News: COP26 brings opportunities for young people to get involved
Posted 27 October, 2021 by Nina Joynson
The spotlight is on the climate emergency as COP26 approaches, and recent reports provide evidence for the crisis’ impact on children, highlighting the importance of engaging young people in climate action
With Glasgow soon to play host to the 2021 UN Climate Change Conference of the Parties (COP26), conversations throughout Scotland are focused on the climate emergency, while recently published reports demonstrate that the crisis is inextricably linked to children’s rights.
In an August report, UNICEF introduced the Children’s Climate Risk Index to provide insight into the climate risk from a child’s perspective and the specific vulnerabilities faced by young people to events resulting from climate change. Soon after, Save the Children published Born into the Climate Crisis, a report outlining the intergenerational impact of climate change and its infringement on children’s rights.
The report calls for the recognition of children as equal stakeholders and principal key agents of change, with child-friendly mechanisms and platforms necessary to facilitate formal engagement in climate policy.
The research published by both organisations shows that children have contributed the least to climate change but stand to lose the most, and those in low- and middle-income countries face the greatest consequences of environmental damage.
With COP26 comes a meaningful avenue for the inclusion of children and young people's voices and views.
The Conference of Youth (COY16) takes place from 28 to 31 October, preparing young people for participation in COP26 and giving them a voice in the climate negotiations of the Conference. COP26 itself offers teaching materials to discuss climate change in the classroom, with the ambition of engaging young people in discussions on the climate emergency from an early age.
The Conference also brings opportunities for children in Glasgow to get involved directly with matters of sustainability and the environment.
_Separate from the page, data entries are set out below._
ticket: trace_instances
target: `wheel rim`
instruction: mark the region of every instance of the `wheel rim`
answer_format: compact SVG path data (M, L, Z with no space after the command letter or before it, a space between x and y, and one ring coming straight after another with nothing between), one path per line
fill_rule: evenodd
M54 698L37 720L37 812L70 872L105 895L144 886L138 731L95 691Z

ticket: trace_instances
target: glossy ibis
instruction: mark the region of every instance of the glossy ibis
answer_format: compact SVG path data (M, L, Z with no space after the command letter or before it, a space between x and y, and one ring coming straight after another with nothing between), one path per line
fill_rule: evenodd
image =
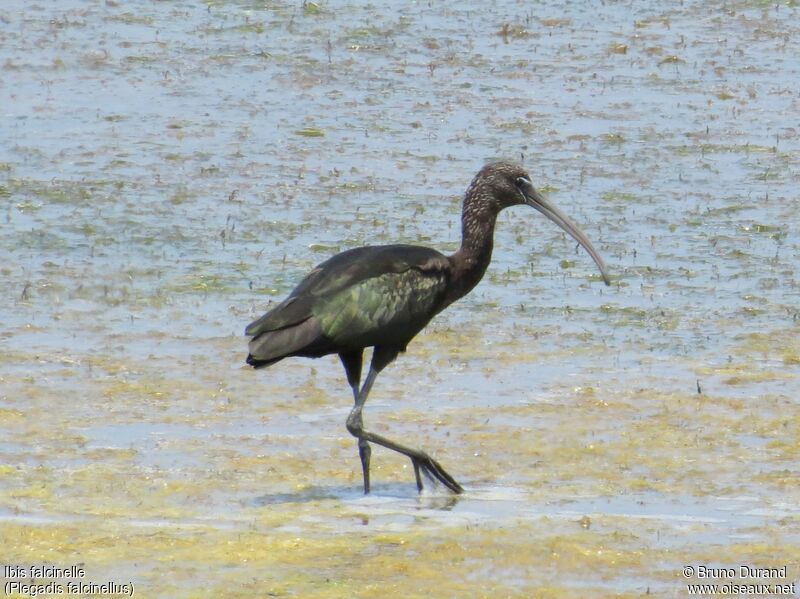
M578 226L534 188L522 167L498 162L481 169L467 189L461 247L452 256L414 245L347 250L317 266L288 298L247 327L245 334L252 336L247 363L256 368L290 356L339 354L355 398L347 430L358 439L365 493L370 488L370 443L411 458L420 491L422 470L454 493L462 492L461 485L424 451L366 430L361 411L378 373L436 314L478 284L492 257L497 214L521 204L569 233L589 252L609 284L603 259ZM372 362L359 388L366 347L374 348Z

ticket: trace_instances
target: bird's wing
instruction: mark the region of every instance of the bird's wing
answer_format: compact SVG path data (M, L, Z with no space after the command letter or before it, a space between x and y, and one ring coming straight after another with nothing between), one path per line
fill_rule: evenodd
M297 297L289 296L258 320L254 320L244 330L245 335L260 335L267 331L277 331L308 320L311 307L307 302L298 302Z
M315 299L326 289L336 289L349 281L347 267L357 257L357 248L335 255L308 273L285 300L272 308L244 330L245 335L259 335L267 331L285 329L308 320L313 315ZM345 258L350 258L346 260Z
M347 284L320 285L313 314L337 345L401 345L436 314L448 282L449 263L418 246L381 246L348 260ZM324 297L324 299L322 299Z
M313 316L326 337L341 343L370 345L369 333L378 329L387 342L397 335L410 339L435 314L448 266L445 256L425 247L348 250L317 266L245 332L259 335Z

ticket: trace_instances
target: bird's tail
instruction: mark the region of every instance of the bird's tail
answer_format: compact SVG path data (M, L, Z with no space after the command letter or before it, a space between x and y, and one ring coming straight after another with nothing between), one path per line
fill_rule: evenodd
M267 366L272 366L275 362L280 362L283 358L284 356L273 358L272 360L259 360L253 354L247 354L246 362L253 368L266 368Z
M247 363L254 368L265 368L289 356L317 358L330 353L330 346L312 317L290 327L257 334L250 340Z

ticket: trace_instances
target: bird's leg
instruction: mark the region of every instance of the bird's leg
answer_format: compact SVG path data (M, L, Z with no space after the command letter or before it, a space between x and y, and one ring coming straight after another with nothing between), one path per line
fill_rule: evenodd
M358 382L354 386L351 385L356 402L347 416L347 430L358 439L358 455L361 457L361 470L364 474L364 495L369 495L369 459L372 455L372 448L369 446L369 441L362 434L364 432L364 420L361 410L364 408L364 402L367 401L367 395L369 395L369 390L372 388L372 383L375 381L377 374L376 372L375 375L372 375L372 370L370 370L367 380L364 381L364 386L360 391L358 390Z
M363 362L363 350L356 350L351 353L342 353L339 354L339 358L342 360L342 364L344 365L344 370L347 373L347 382L350 385L350 388L353 390L353 399L355 400L356 405L358 405L358 385L361 382L361 365ZM362 402L363 406L363 402ZM353 408L355 410L355 408ZM350 413L353 415L353 412ZM357 415L357 425L358 428L363 429L364 424L361 420L361 410L358 410ZM348 423L350 419L348 418ZM348 429L350 425L348 424ZM364 477L364 495L369 495L369 459L372 455L372 448L369 446L369 442L366 439L358 438L358 457L361 458L361 472Z
M411 465L414 466L414 478L417 479L417 491L422 492L422 477L419 474L419 464L415 460L411 460Z
M359 448L361 447L362 441L365 443L377 443L382 447L386 447L387 449L391 449L409 457L412 465L414 466L414 476L417 479L418 490L422 491L422 477L420 476L420 470L422 470L426 476L430 477L431 479L438 480L453 493L461 493L464 490L461 485L459 485L455 479L450 476L444 468L442 468L439 462L434 460L424 451L406 447L400 443L395 443L391 439L387 439L381 435L364 430L361 410L364 407L364 403L367 401L367 396L369 395L370 389L372 389L372 385L375 382L378 373L383 370L383 368L385 368L386 365L388 365L392 360L394 360L396 356L396 351L383 350L382 348L377 347L375 348L375 353L372 356L372 364L370 365L367 378L364 381L363 387L361 387L361 391L359 391L358 396L356 397L355 406L353 406L353 409L350 411L350 415L347 417L347 430L351 435L358 438ZM366 484L366 476L367 475L365 475L364 478L364 486L365 491L368 493L369 489Z

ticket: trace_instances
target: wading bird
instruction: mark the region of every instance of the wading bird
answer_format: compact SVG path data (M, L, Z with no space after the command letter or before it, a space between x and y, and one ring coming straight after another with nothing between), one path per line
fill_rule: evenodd
M419 491L420 470L454 493L463 491L424 451L366 430L361 411L378 373L406 350L436 314L481 280L492 257L498 213L523 204L544 214L582 245L609 284L608 270L589 238L534 188L522 167L498 162L481 169L467 189L461 247L452 256L414 245L347 250L317 266L288 298L247 327L245 334L252 336L247 363L255 368L290 356L339 354L355 398L347 430L358 439L365 494L370 489L370 443L409 457ZM372 362L359 388L367 347L374 348Z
To form a ‘living legacy’ of COP26, eight Wee Forests will be planted in Glasgow spaces, led by Earthwatch and NatureScot. On land donated by Glasgow City Council, each forest will include 600 densely packed native trees that will become home to over 500 plant and animal species in its first three years.
The project provides rich opportunities for young people to engage with the environment, improving access to green spaces in the city. These new spaces offer children a place to play, and equip young people with the knowledge and skills needed to protect the environment and inspire climate action.
The Wee Forests will have lasting connections with children in Glasgow, as Earthwatch plans to involve young people in collecting scientific data to assess the forests’ environmental benefits and their impact on the wellbeing of people in the local area.
With COP26 just around the corner, engaging young people in climate emergency discussions and negotiations is instrumental to their future, and the Conference brings with it a wealth of opportunities to galvanise a young generation towards action.